9782330066154Le titre reprend une phrase du fondateur de la célèbre école : “La vie est le déséquilibre rattrapé d’un point fixe en perpétuel mouvement ». Jacques Lecoq, né en 1921 « une très bonne année pour le vin », précisait-il!, et disparu en 1999).  L’Ecole internationale de théâtre a fêté à la fin 2016, ses soixante ans! Avec plus d’un millier d’élèves de quelque trente nationalités… Le seul nom de Lecoq, dans les milieux du spectacle en France comme à l’étranger, étant une référence absolue, synonyme de rigueur et d’intelligence pédagogique.Jacques Lecoq, encore adolescent, pratique beaucoup la natation puis aussi le vélo mais surtout la gymnastique, et s’inscrira à la Fédération d’athlétisme pour devenir moniteur auprès de Jean-Marie Conty, un polytechnicien mais aussi athlète et… ami du comédien et metteur en scène Jean-Louis Barrault. En 1944, Jacques Lecoq sort diplômé de l’Ecole française d’orthopédie et de massage. Cela, sans aucun doute, correspond déjà à son profond intérêt pour le corps en mouvement, et pour la gestuelle, conçue comme une discipline de vie, ce qui sera plus tard à la base de son enseignement.

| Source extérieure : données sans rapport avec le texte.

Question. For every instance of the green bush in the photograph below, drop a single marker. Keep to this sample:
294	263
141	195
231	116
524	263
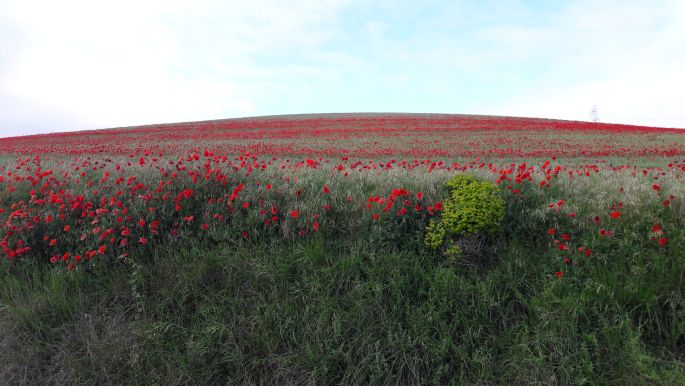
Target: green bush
472	215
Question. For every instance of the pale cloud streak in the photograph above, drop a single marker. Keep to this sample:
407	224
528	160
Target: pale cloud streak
79	64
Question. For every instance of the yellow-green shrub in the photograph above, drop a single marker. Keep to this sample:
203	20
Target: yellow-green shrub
473	211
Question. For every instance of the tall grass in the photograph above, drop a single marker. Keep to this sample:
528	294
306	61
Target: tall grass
363	302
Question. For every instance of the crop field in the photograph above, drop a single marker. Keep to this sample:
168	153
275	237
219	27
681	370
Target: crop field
297	249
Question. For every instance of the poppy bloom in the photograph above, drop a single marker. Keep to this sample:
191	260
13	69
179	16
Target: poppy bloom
656	228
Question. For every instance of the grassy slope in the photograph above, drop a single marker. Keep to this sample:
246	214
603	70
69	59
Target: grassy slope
362	309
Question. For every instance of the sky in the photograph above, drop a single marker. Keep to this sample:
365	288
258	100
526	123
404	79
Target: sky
84	64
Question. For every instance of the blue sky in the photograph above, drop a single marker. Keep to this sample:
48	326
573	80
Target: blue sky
77	64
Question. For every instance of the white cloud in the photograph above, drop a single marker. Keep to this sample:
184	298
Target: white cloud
624	58
133	62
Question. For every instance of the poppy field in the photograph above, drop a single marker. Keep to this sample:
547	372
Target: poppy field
292	249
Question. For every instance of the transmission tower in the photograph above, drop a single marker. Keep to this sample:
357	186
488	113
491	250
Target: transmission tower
593	114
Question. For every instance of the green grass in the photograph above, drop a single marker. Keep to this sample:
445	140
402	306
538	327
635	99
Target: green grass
363	302
321	311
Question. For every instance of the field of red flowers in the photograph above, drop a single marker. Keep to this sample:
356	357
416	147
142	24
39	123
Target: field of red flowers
75	198
293	249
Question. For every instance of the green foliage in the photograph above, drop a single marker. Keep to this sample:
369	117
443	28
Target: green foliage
473	210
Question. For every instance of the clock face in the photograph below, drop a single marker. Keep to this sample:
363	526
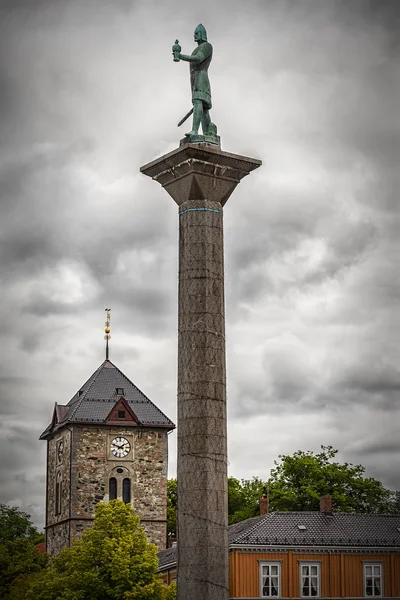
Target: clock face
120	447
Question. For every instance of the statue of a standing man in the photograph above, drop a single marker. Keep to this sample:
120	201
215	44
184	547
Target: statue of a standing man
199	60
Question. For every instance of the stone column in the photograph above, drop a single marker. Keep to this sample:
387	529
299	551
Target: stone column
200	178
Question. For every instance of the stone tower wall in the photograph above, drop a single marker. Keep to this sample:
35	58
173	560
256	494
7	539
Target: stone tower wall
87	475
57	525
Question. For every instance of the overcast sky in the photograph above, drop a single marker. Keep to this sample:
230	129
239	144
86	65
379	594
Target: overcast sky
89	93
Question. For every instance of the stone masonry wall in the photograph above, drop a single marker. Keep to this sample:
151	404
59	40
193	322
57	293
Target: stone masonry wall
146	466
58	468
57	538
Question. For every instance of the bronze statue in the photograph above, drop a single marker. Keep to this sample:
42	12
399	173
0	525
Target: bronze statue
199	60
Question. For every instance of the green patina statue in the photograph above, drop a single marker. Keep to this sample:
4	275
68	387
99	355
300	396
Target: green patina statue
199	60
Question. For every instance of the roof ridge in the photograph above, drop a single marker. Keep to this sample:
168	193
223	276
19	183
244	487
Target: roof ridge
140	391
82	397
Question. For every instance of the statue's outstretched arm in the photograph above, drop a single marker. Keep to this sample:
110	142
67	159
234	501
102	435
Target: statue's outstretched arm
199	57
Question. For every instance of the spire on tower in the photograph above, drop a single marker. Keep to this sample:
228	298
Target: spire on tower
107	330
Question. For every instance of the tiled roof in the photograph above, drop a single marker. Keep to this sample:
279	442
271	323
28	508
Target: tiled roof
318	529
95	399
282	529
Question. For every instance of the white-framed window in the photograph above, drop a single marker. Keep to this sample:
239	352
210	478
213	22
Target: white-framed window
310	579
270	579
373	579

Le plus remarquable dans ce parcours de vie atypique: sa ténacité, sa constance et sa volonté d’aller de l’avant au fil des années. Mais aussi la curiosité de cet homme pour les expériences novatrices à l’étranger. On connaît moins de lui ses dessins d’une grande qualité où on sent l’influence d’Henri Matisse. Il a  croqué entre autres et sûrement sur le vif, en privilégiant la ligne, comme dans cette série de Rencontres amoureuses, les corps nus de jeunes femmes à la plage. Jacques Lecoq montera ensuite avec des amis un petit spectacle d’une trentaine de minutes, Le Chemin de croix des prisonniers de guerre, et d’autres jeux dramatiques qui seront les embryons de la future Maison de la Culture de Grenoble.

Puis le grand Jean Dasté l’engagera comme acteur et éducateur physique de sa troupe. Jacques Lecoq découvrira avec sa compagne Musy Hafner (1920-1986) le fameux masque noble, inspiré du masque nô que Jacques Copeau admirait. Il donnera à l’Ecole des jeunes comédiens de Grenoble son premier cours d’éducation au mime… Grâce à Musy Hafner et à Walter Felsenstein, directeur de l’Opéra Comique, il ira faire des démonstrations de mime à Berlin-Est. On voit dans le livre la photo mythique que connaissent bien les professionnels du théâtre, de L’Exode d’André Obey avec huit personnages masqués. C’est une des richesses de ce livre  exemplairement bien documenté avec de nombreuses et formidables photos, dessins et affiches de spectacles.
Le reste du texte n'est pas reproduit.